A major theme at this year's edition of
IWSLT is the sharing of linguistic resources and tools among the participants to
make the evaluation more collaborative and fair. To this end, we ask that each
participant send us information about non-proprietary resources used in the
development of this year's submission so that other groups may also utilize these
resources for the various tasks. The deadline for submission ( see the schedule page ) is intended to give other participants time
to use the resources if they would like. Additional resources not included in data sets provided by IWSLT partners will be placed on this page.
It should be noted though, that participants do not have to provide resources directly. Nor are participants required to provide resources that they have acquired elsewhere and then have modified in some way (i.e. cleaned, corrected, enhanced, etc. ). In this latter example, a group would provide a reference and/or link to the original provider or creator.
Some examples of resources that can be used include:
- Publicly available aligned or monolingual corpora such as EuroParl or LDC data ( see below).

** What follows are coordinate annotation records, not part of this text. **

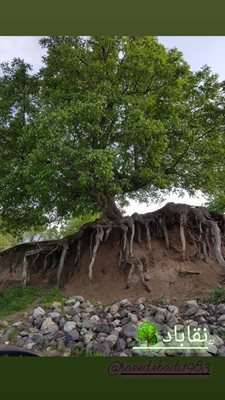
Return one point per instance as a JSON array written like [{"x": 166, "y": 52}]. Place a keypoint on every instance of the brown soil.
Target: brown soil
[{"x": 171, "y": 279}]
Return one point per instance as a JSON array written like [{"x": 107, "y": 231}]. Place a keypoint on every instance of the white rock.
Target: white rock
[
  {"x": 38, "y": 312},
  {"x": 70, "y": 302},
  {"x": 88, "y": 337},
  {"x": 114, "y": 309},
  {"x": 111, "y": 338},
  {"x": 46, "y": 323},
  {"x": 69, "y": 326}
]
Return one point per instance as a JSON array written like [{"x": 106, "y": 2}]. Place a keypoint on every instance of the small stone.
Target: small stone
[
  {"x": 38, "y": 322},
  {"x": 78, "y": 298},
  {"x": 30, "y": 346},
  {"x": 125, "y": 321},
  {"x": 212, "y": 349},
  {"x": 46, "y": 324},
  {"x": 133, "y": 318},
  {"x": 59, "y": 335},
  {"x": 55, "y": 315},
  {"x": 221, "y": 351},
  {"x": 121, "y": 345},
  {"x": 38, "y": 312},
  {"x": 70, "y": 302},
  {"x": 94, "y": 319},
  {"x": 124, "y": 313},
  {"x": 192, "y": 303},
  {"x": 88, "y": 337},
  {"x": 104, "y": 328},
  {"x": 24, "y": 333},
  {"x": 172, "y": 321},
  {"x": 217, "y": 341},
  {"x": 37, "y": 338},
  {"x": 112, "y": 339},
  {"x": 87, "y": 324},
  {"x": 67, "y": 352},
  {"x": 73, "y": 335},
  {"x": 67, "y": 309},
  {"x": 76, "y": 305},
  {"x": 212, "y": 309},
  {"x": 221, "y": 309},
  {"x": 221, "y": 318},
  {"x": 25, "y": 315},
  {"x": 141, "y": 300},
  {"x": 147, "y": 276},
  {"x": 116, "y": 322},
  {"x": 201, "y": 313},
  {"x": 56, "y": 304},
  {"x": 129, "y": 331},
  {"x": 33, "y": 330},
  {"x": 17, "y": 324},
  {"x": 51, "y": 330},
  {"x": 125, "y": 302},
  {"x": 118, "y": 329},
  {"x": 191, "y": 311},
  {"x": 159, "y": 317},
  {"x": 69, "y": 326},
  {"x": 173, "y": 309},
  {"x": 114, "y": 309}
]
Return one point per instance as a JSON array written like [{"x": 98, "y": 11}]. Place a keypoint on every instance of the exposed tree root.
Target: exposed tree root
[
  {"x": 98, "y": 238},
  {"x": 197, "y": 226},
  {"x": 62, "y": 260}
]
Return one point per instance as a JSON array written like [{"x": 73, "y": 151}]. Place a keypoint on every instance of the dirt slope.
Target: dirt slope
[{"x": 167, "y": 275}]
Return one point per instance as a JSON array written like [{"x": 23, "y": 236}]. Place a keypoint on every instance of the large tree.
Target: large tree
[{"x": 107, "y": 118}]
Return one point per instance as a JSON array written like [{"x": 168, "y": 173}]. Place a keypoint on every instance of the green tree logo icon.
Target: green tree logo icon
[{"x": 147, "y": 332}]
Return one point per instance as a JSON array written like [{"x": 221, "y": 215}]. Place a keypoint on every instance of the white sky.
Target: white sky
[{"x": 197, "y": 51}]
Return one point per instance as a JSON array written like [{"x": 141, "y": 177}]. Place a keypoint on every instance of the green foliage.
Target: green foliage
[
  {"x": 217, "y": 296},
  {"x": 147, "y": 332},
  {"x": 74, "y": 224},
  {"x": 51, "y": 295},
  {"x": 217, "y": 203},
  {"x": 107, "y": 117},
  {"x": 79, "y": 352},
  {"x": 16, "y": 298},
  {"x": 13, "y": 333}
]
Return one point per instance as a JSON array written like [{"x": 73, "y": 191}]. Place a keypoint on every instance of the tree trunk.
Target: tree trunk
[{"x": 110, "y": 210}]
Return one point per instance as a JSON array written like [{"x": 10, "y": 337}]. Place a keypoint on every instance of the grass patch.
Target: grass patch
[
  {"x": 13, "y": 333},
  {"x": 217, "y": 296},
  {"x": 51, "y": 295},
  {"x": 17, "y": 298},
  {"x": 79, "y": 352}
]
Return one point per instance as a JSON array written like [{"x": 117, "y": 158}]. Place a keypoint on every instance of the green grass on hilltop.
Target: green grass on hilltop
[{"x": 16, "y": 298}]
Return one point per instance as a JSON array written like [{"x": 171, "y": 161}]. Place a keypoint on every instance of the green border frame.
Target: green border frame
[{"x": 172, "y": 17}]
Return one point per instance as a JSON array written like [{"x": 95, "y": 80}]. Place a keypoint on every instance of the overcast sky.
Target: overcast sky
[{"x": 197, "y": 51}]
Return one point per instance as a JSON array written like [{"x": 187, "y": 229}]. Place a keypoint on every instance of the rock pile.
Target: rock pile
[{"x": 79, "y": 327}]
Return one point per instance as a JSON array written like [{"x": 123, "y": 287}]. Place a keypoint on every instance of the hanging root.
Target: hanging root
[
  {"x": 217, "y": 243},
  {"x": 26, "y": 263},
  {"x": 132, "y": 266},
  {"x": 139, "y": 233},
  {"x": 107, "y": 233},
  {"x": 25, "y": 270},
  {"x": 183, "y": 222},
  {"x": 98, "y": 239},
  {"x": 61, "y": 262},
  {"x": 141, "y": 272},
  {"x": 148, "y": 238},
  {"x": 46, "y": 257},
  {"x": 165, "y": 232}
]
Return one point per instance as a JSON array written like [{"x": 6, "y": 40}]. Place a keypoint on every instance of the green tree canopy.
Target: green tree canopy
[{"x": 107, "y": 118}]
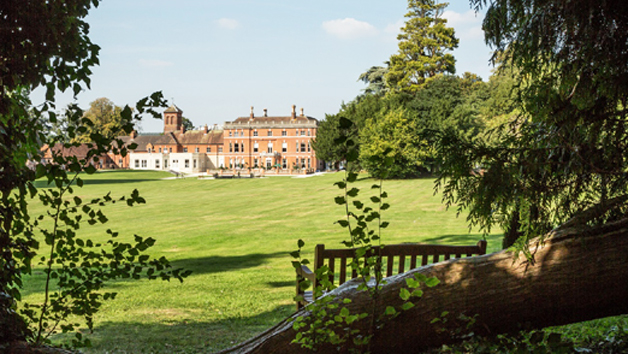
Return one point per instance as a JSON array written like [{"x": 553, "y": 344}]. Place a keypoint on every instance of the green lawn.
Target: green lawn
[{"x": 235, "y": 235}]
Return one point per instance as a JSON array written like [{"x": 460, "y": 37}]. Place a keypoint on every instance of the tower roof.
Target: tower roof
[{"x": 173, "y": 109}]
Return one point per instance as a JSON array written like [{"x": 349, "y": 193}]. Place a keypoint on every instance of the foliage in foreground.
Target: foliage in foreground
[{"x": 47, "y": 44}]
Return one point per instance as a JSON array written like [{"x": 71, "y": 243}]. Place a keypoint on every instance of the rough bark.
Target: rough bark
[{"x": 578, "y": 273}]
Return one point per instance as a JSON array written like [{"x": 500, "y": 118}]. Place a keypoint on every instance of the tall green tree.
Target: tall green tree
[
  {"x": 423, "y": 45},
  {"x": 103, "y": 117},
  {"x": 565, "y": 152},
  {"x": 375, "y": 78},
  {"x": 46, "y": 44},
  {"x": 393, "y": 134}
]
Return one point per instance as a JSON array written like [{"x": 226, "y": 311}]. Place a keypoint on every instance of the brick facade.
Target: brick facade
[{"x": 282, "y": 144}]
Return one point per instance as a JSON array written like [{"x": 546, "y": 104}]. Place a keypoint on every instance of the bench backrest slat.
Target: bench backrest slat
[
  {"x": 393, "y": 254},
  {"x": 343, "y": 271}
]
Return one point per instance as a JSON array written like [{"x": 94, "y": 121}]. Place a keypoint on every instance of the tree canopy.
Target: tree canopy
[
  {"x": 46, "y": 44},
  {"x": 565, "y": 150},
  {"x": 423, "y": 43}
]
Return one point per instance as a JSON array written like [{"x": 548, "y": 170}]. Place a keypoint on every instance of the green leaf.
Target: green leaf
[
  {"x": 432, "y": 282},
  {"x": 340, "y": 185},
  {"x": 344, "y": 312},
  {"x": 343, "y": 223},
  {"x": 344, "y": 123},
  {"x": 90, "y": 169},
  {"x": 404, "y": 294},
  {"x": 352, "y": 177},
  {"x": 407, "y": 305}
]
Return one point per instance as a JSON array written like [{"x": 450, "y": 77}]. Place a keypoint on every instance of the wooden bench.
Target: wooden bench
[{"x": 412, "y": 254}]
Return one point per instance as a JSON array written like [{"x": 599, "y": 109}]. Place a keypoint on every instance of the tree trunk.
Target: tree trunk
[{"x": 579, "y": 273}]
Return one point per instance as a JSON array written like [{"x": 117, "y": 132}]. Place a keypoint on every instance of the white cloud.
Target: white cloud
[
  {"x": 228, "y": 23},
  {"x": 349, "y": 28},
  {"x": 462, "y": 19},
  {"x": 468, "y": 25},
  {"x": 154, "y": 63},
  {"x": 395, "y": 28}
]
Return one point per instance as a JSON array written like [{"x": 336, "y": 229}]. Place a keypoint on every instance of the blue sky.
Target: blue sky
[{"x": 218, "y": 58}]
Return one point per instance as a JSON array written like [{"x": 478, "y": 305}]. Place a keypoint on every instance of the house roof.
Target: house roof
[
  {"x": 173, "y": 109},
  {"x": 273, "y": 122},
  {"x": 193, "y": 137}
]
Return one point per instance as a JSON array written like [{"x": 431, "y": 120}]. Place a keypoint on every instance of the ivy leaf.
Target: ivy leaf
[
  {"x": 390, "y": 311},
  {"x": 404, "y": 294},
  {"x": 432, "y": 282},
  {"x": 352, "y": 177},
  {"x": 353, "y": 192}
]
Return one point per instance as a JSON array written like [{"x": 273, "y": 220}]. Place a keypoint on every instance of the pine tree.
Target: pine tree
[{"x": 423, "y": 42}]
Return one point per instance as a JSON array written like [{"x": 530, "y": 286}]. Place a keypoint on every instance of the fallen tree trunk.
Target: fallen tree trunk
[{"x": 579, "y": 273}]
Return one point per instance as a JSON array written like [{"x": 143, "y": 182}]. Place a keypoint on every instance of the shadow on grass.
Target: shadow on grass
[
  {"x": 217, "y": 264},
  {"x": 182, "y": 336},
  {"x": 454, "y": 240},
  {"x": 282, "y": 284},
  {"x": 494, "y": 241},
  {"x": 44, "y": 183},
  {"x": 205, "y": 265}
]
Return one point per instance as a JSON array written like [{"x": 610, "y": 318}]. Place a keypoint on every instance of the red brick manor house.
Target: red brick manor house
[{"x": 266, "y": 144}]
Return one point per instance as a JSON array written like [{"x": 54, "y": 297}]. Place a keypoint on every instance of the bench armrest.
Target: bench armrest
[{"x": 306, "y": 273}]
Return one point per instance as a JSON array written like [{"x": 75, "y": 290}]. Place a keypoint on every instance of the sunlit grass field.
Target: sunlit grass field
[{"x": 235, "y": 235}]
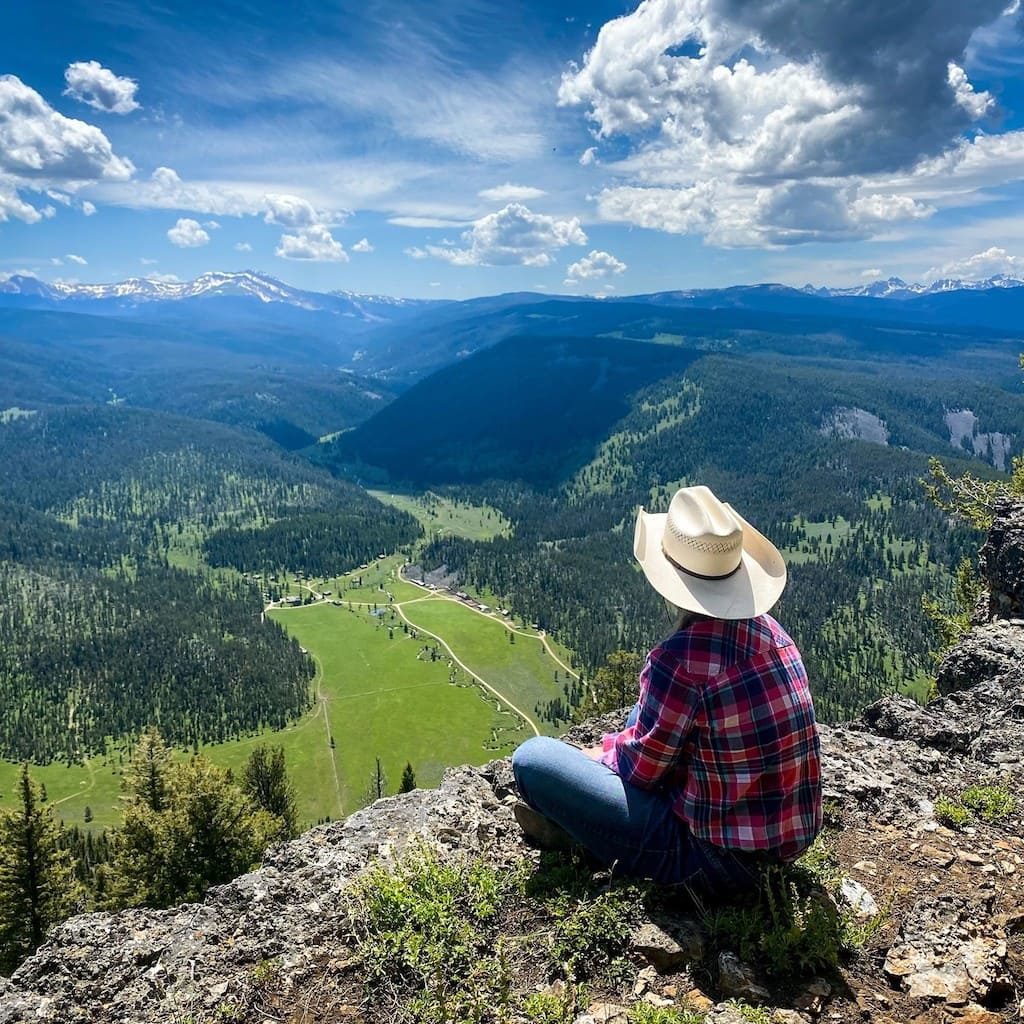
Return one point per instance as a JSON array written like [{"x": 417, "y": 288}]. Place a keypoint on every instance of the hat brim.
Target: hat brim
[{"x": 751, "y": 591}]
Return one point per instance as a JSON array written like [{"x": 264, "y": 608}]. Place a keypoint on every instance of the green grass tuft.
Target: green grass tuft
[{"x": 990, "y": 803}]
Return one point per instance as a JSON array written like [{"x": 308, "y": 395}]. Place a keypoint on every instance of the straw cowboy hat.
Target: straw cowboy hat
[{"x": 704, "y": 556}]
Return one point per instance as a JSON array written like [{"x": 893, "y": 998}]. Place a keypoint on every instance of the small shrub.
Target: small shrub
[
  {"x": 951, "y": 813},
  {"x": 990, "y": 803},
  {"x": 791, "y": 927},
  {"x": 591, "y": 937},
  {"x": 548, "y": 1008},
  {"x": 420, "y": 929},
  {"x": 644, "y": 1013},
  {"x": 755, "y": 1015}
]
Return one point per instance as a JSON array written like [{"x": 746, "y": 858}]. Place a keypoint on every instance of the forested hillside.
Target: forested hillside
[
  {"x": 110, "y": 620},
  {"x": 864, "y": 546}
]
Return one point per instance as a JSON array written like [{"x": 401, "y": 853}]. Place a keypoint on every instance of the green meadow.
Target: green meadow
[
  {"x": 378, "y": 691},
  {"x": 444, "y": 517},
  {"x": 515, "y": 663}
]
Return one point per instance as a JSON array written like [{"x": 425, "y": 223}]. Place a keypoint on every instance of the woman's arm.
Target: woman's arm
[{"x": 641, "y": 754}]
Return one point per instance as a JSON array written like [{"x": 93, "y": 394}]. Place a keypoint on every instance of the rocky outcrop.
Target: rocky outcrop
[{"x": 949, "y": 944}]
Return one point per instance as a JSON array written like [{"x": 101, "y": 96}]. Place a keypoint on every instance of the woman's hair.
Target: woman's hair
[
  {"x": 681, "y": 617},
  {"x": 685, "y": 617}
]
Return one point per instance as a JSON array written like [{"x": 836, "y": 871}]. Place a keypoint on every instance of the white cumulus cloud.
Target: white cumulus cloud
[
  {"x": 977, "y": 104},
  {"x": 774, "y": 124},
  {"x": 290, "y": 211},
  {"x": 187, "y": 233},
  {"x": 513, "y": 236},
  {"x": 992, "y": 261},
  {"x": 166, "y": 190},
  {"x": 37, "y": 142},
  {"x": 312, "y": 243},
  {"x": 11, "y": 205},
  {"x": 509, "y": 193},
  {"x": 90, "y": 82},
  {"x": 594, "y": 265}
]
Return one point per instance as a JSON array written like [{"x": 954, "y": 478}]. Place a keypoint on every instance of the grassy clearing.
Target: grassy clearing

It is possible that some of these resources have licensing fees but they should be "reasonable" and affordable by most research groups.
- Publicly available annotated treebanks.
Some examples of resources that can NOT be used include:
- Privately developed linguistic resources and/or corpora
- NIST or LDC data which require participation in an evaluation campaign. Some examples include data available for the GALE or TREC. ( i.e. resources with LDC catalog codes such as "LDCyyyyExx" or "LDCyyyyGxx".
- Publicly available linguistic resources which require high licensing fees.
If you have any interesting resources
that you would like to share with other participants or questions
concerning resources, you can send them to Cam Fordyce at info AT celct DOT it and put "[IWSLT07 Resources]" in the subject line.
Currently Shared Resources
The following list of resources includes resources provided by the organizers and participants. A few of the links are files. The web links have not verified. If you find broken links, please let us know and we will do our best to resolve the problem. The list below was updated on 26 June, 2007.
- The open source decoder, Moses, for SMT.
- Tool for building translation models, Giza++.
- Shell scripts for creating NBEST and 1BEST lists from the IWSLT07
lattices. The archive includes also a Perl script used to pre-process
the English reference files (development and test) and a small script for fixing a character encoding error in the Italian development data file, dev5b: Tool Archive.
- SRILM a toolkit for building and applying statistical language models (LMs).
- Champollian, a sentence aligner, which also contains a set of tools, such as an English stemmer, a Chinese segmenter etc.
- Buckwalter Arabic Morphological Analyzer Version 1.0: LDC2002L49.
- OpenNLP Toolkit.
- SilkRoad is a phrase-based statistical machine translation system, which consists of a set of utilities, such as a phrase extracter, three decoders, and some preprocess tools etc.
- Tokenizer for Penn Treebank.
- Steven Abney's Cass chunker.
- Adwait Ratnaparkhi's Maximum Entropy POS Tagger.
- Dekang Lin's NLP tools and corpora.
- Mona Talat Diab's Arabic lemmatizer/chunker.
- Masao Utiyama's NLP/MT software.
- Kyoto University's NLP tools.
- ChaSen morphological analyzer.
- Taku Kudo's NLP tools for Japanese.
- ICTCLAS(Institute of Computing Technology, Chinese Lexical Analysis System).
- Stanford University's Parser for Chinese
- Universitat Politècnica de Catalunya (UPC) MARIE Ngram SMT Decoder
- Arabic Morphological Analyzer MADA+TOKAN from Columbia University: contact the authors ( Owen Rambow and Nizar Habash ). See Nizar's website.
- USC ISI's Finite State Toolkit